夢幻
デンジの声がする、と思い目を開けた。寝過ごしたのは久々だと身体を起こして頭を掻けば、気怠さに頭痛と吐き気に襲われる。昨日の夜、そんな飲んだっけか。なんて酔っ払いの記憶なんかあてにならない。もう一度目を閉じればもう起きないような気がして、それからゆっくりと床に足を降ろす。冷たい床に、いつもと変わらない感触のはずなのに懐かしいような気がして。変な感覚だと大して疑う事もなく立ち上がると無性に身体が怠くて頭痛がする。

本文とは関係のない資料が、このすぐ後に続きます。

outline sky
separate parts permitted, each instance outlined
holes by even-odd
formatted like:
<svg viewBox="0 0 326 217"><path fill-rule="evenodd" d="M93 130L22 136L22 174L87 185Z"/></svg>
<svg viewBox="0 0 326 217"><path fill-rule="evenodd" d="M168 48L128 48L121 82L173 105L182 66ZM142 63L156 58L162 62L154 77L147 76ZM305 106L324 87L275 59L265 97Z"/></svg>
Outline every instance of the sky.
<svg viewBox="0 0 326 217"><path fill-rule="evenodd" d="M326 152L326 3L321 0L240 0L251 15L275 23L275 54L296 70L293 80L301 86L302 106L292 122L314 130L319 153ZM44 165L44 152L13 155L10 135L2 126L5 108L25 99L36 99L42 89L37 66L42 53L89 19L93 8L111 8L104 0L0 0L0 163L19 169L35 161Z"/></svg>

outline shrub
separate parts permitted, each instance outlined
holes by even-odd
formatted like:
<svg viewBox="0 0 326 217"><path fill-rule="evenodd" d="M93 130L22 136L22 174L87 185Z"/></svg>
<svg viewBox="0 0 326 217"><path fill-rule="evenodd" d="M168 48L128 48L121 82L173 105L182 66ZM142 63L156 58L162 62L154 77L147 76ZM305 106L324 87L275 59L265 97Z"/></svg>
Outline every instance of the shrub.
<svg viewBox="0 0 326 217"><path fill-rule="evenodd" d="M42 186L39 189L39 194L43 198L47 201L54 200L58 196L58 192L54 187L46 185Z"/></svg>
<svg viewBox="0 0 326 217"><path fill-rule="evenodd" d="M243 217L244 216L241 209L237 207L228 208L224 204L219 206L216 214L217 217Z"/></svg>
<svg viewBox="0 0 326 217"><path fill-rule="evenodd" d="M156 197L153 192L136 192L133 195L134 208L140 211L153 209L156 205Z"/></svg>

このまま吐き気に任せて床に全部ぶち撒けてしまえば楽になれるんだろうか。けど、ああ、でも。片腕だから、デンジにやらせる事になっちまうな。デンジに後始末押し付けて、それから俺はのうのうと楽になるんだ。

「(…楽に、なるのか)」

全部、任せて押し付けて。全部、俺の後始末をデンジに。全部任せて俺は、のうのうと。…死んで、遺されたやつの気持ちなんて痛いほど知ってるくせに。遺るのは空っぽの心か、俺の未練だ。悲しむなんて思ってないけれど。きっと、俺の『夢』はこの部屋を出てしまえば覚めてしまうんだろうから。